Enabling Robots to Plan Motion that Leads to Better Coordination with Humans - article


Integrating human observer inferences into robot motion planning
Anca Dragan, Siddhartha Srinivasa

Imagine a scenario where a robot and a human are collaborating side by side to perform a tightly coupled physical task together, like clearing a table.

The task amplifies the burden on the robot’s motion. Most motion in robotics is purely functional: industrial robots move to package parts, vacuuming robots move to suck dust, and personal robots move to clean up a dirty table. This type of motion is ideal when the robot is performing a task in isolation.

Collaboration, however, does not happen in isolation. In collaboration, the robot’s motion has a human observer, watching and interpreting the motion.
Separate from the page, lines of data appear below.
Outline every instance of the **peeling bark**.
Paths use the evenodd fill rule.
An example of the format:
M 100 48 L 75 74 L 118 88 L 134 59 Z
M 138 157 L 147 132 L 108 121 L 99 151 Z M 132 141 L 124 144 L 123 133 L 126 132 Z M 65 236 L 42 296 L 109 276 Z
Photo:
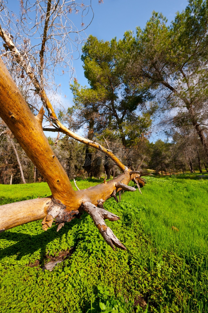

In this paper, Dragan et al. move beyond functional motion, and introduce the notion of an observer and their inferences into motion planning, so that robots can generate motion that is mindful of how it will be interpreted by a human collaborator.

When we collaborate, we make two inferences about our collaborator, action-to-goal and goal-to-action, leading to two important motion properties: legibility and predictability.

Legibility is about conveying intent — moving in a manner that makes the robot’s goal clear to the observer. We infer the robot’s goal based on its ongoing action (action-to-goal).

Predictability is about matching the observer’s expectation — matching the motion they predict when they know the robot’s goal. If we know the robot’s goal, we infer its future action from it (goal-to-action).

Predictable and legible motion can be correlated. For example, in an unambiguous situation, where an actor’s observed motion matches what is expected for a given intent (i.e. is predictable), then this intent can be used to explain the motion. If this is the only intent which explains the motion, the observer can immediately infer the actor’s intent, meaning that the motion is also legible. This is why we tend to assume that predictability implies legibility — that if the robot moves in an expected way, then its intentions will automatically be clear.

The writing domain, however, clearly distinguishes the two. The word legibility, traditionally an attribute of written text legibility, refers to the quality of being easy to read. When we write legibly, we try consciously, and with some effort, to make our writing clear and readable to someone else. The word predictability, on the other hand, refers to the quality of matching expectation. When we write predictably, we fall back to old habits, and write with minimal effort.

As a consequence, our legible and predictable writings are different: our friends do not expect to open our diary and see our legible writing style. They rightfully assume the diary will be written for us, and expect our usual, day-to-day style. By formalizing predictability and legibility as directly stemming from the two inferences in opposing directions, goal-to-action and action-to-goal, we show that the two are different in motion as well.

Ambiguous situations, occurring often in daily tasks, make this opposition clear: more than one possible intent can be used to explain the motion observed so far, rendering the predictable motion illegible. The figure above exemplifies the effect of this contradiction. The robot hand’s motion on the left is predictable in that it matches expected behavior. The hand reaches out directly towards the target. But, it is not legible, failing to make the intent of grasping the green object clear. In contrast, the trajectory on the right is more legible, making it clear that the target is the green object by deliberately bending away from the red object. But it is less predictable, as it does not match the expected behavior of reaching directly.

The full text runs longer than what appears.